El año 2016 escribí una columna que titulé “La escenografía de la protección”. Allí declaraba que la política social dirigida a niños, niñas y adolescentes en Chile, era una teatralidad, y que cada cierto tiempo, a propósito de reportajes que “descubren” el horror detrás de los hogares, el mundo político finge sorpresa, se hacen llamados al cambio y se presentan nuevos proyectos de ley que nada cambian.
Estamos en el año 2020. En octubre del año pasado Chile hizo evidente el incendio silencioso en el que se encontraba y hoy está situado, debido a políticas públicas que desestimaron el impacto del Covid-19, como uno de los países con la tasa más alta de contagios. ¿Y en qué estamos en materia de infancia institucionalizada? En la misma puesta en escena, solo que discutiendo otro título.
El mismo día en que un reportaje desnudó las adopciones irregulares en el hogar Nido de Hualpén - sí, el mismo organismo colaborador que fue cerrado mientras se investiga una denuncia por abusos sexuales en su interior -, el congreso anuncia que queda a la espera de la promulgación de la ley de Garantías de los Derechos de la Niñez y Adolescencia, para oficializar el nuevo Servicio Nacional de Protección Especializada a la Niñez y Adolescencia.
He tenido la suerte de participar como co investigadora en un proyecto Fondecyt sobre la infancia en Sename, a cargo de la psicóloga Patricia Castillo, y de estudiar la vida cotidiana en las residencias entre el año 1979 y 2000. Lo hemos hecho a partir de una enorme indagatoria histórica y de entrevistas retrospectivas a personas que vivieron ahí.
Impresiona, pero sobre todo duele, escuchar los testimonios que dicen lo mismo que indicaron los niños que participaron en el Informe Jeldres (2016) y lo mismo que aparece en los informes del Instituto Nacional de Derechos Humanos. Una y otra vez, todo se repite.
¿Y ahora qué se pretende? Seguir haciendo lo mismo pero con otro nombre, sin terminar una lógica que está en el centro del servicio, que es la Ley de Subvenciones, la que genera una relación clientelar entre el Estado y los organismos colaboradores (OCAS). En ese espacio nebuloso, nunca nadie es responsable de los abusos ocurridos en los centros y los niños son un precio, una prestación, llena de incentivos perversos.
También se nos dice que el nuevo director de este servicio será nombrado por el sistema de Alta Dirección Pública. Pero las preguntas son las mismas. ¿En qué disuade eso los evidentes conflictos de interés entre ese posible candidato y las OCAS?
¿Cómo es posible que las OCAS que han estado involucradas en vulneraciones sigan estando acreditadas y participando activamente de este servicio?
Los recursos destinados, entregados parcializadamente a programas especializados que deben competir entre ellos, no mejoran la vida de los niños, niñas y sus familias. El Estado prefiere ser ciego y evitar el desplome del sistema, aumentando por aquí, cerrando por allá, cambiando nombres, sacando directores, permitiendo que la presión vuelva a acumularse hasta la próxima reforma.
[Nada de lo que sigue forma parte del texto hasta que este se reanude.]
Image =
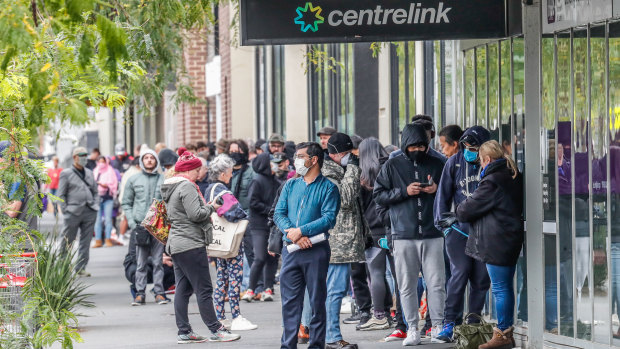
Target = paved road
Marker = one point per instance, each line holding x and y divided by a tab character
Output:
113	323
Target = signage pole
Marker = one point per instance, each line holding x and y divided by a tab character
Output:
532	31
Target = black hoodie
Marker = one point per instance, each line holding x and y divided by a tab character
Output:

Es la ley de la oferta y la demanda la que rige este sistema, no la de los derechos, ni del cuidado de los niños, niñas, familias y territorios. Y los profesionales y funcionarios que tratan de hacer bien su trabajo, terminan reventados y con tremendas licencias de salud mental, tratando de sostener algo que los supera ampliamente.
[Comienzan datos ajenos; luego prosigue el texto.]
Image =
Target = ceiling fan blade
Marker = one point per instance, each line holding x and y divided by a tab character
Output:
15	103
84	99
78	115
Como el Mito de Sísifo, en infancia hemos estado condenados a arrastrar una piedra que volvemos a soltar para luego volver a levantar, y en cada arrastrada de la piedra, se arrastran niños muertos, abusados sexualmente, maltratados, familias devastadas, territorios abandonados y profesionales y funcionarios precarizados, lanzados al absurdo una y otra vez.